Offered My Help To A Piano Technician!

Just now, my piano technician came by. He was telling about how people are so spoiled by computers and cell phones, no one is inclined to talk directly over the phone, how everybody wants to deal with emails and don't want to do direct human contact. I told him about the advantages of blogging, twittering to attract business, to get attention from human folks and to have serious followers.

So he said, he might take me seriously and may open a blog about giving tips to how to take care of  pianos. He said I don't know how to use computer or to blog or tweet but I may give the text to you(that is me) and you can blog for me. I said sure...why not?

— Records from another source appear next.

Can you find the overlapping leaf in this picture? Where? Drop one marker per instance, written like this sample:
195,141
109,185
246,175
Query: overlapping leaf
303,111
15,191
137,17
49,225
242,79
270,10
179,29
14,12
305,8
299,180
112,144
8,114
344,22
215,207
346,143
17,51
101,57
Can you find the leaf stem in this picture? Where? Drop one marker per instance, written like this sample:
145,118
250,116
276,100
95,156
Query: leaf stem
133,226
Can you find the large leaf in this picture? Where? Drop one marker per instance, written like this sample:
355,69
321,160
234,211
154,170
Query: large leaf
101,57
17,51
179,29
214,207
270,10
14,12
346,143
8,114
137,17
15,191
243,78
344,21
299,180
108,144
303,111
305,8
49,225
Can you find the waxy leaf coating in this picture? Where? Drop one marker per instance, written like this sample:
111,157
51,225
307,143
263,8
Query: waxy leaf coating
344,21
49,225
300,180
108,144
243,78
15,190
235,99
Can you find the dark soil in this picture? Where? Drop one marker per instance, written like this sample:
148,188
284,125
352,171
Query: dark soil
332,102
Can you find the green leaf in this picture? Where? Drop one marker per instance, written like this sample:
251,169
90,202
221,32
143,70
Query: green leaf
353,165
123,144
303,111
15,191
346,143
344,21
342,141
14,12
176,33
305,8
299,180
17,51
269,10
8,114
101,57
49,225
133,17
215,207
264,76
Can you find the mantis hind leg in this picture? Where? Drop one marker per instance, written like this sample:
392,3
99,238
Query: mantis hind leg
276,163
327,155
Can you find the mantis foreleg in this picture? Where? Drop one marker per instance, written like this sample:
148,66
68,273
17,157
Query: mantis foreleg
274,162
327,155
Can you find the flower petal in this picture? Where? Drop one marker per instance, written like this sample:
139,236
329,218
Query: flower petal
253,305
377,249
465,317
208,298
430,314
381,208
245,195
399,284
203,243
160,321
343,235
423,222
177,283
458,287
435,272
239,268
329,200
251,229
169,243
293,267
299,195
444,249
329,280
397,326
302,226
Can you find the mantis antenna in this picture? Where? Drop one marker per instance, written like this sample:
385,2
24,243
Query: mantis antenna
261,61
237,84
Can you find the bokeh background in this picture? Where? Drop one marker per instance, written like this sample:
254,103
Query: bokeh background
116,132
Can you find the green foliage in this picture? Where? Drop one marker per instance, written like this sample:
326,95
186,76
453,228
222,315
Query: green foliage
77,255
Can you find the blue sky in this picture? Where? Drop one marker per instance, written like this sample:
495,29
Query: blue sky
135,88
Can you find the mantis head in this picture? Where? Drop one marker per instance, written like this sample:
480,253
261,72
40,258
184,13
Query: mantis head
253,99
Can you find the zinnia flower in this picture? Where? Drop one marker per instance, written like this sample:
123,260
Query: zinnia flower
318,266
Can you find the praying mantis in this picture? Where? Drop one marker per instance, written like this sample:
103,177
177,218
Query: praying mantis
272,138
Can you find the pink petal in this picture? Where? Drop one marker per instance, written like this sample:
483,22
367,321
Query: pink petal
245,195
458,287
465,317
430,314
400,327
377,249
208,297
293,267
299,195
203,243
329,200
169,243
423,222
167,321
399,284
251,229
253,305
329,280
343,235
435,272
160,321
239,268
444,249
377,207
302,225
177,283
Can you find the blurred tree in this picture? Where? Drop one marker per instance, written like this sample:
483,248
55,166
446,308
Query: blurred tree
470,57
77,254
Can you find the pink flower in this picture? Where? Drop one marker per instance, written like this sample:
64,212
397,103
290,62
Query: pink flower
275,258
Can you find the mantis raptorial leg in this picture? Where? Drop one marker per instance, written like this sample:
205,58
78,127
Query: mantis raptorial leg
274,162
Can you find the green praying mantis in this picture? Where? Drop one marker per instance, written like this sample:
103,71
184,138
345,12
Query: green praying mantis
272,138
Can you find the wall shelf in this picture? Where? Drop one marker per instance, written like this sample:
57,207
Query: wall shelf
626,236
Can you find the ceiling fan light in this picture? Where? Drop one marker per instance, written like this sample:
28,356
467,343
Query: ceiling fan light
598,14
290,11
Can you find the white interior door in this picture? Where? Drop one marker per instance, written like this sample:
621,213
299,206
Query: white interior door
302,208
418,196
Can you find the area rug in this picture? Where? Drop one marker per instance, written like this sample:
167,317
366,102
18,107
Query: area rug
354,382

Then he told about how temperature effects piano. Subjecting it to extreme fluctuations of temperature and humidity levels can do major damage. Keeping a piano away from an outside wall was probably necessary in poorly insulated homes, but should not be a problem these days. Avoid direct sunlight on your piano - it can damage and fade the finish, or even create horrible tuning problems. Use curtains or blinds. Try and keep the temperature and humidity levels as consistent as possible in the room where you have your piano.Seasonal swings in relative humidity are the piano's greatest enemy. Swelling and shrinking of wooden parts affect tuning and keyboard touch, while extreme swings can eventually cause wood to crack and glue joints to fail. Just feather-dust the piano first (dust is abrasive, so wiping it first can cause scratches), then wipe with a soft, damp cotton cloth, wiping in the direction of the grain. Then, wipe up any excess moisture with a similar dry cloth. Do the same thing as above to clean your keys, but use separate cloths for the blacks and the whites. Don't use cleaning agents!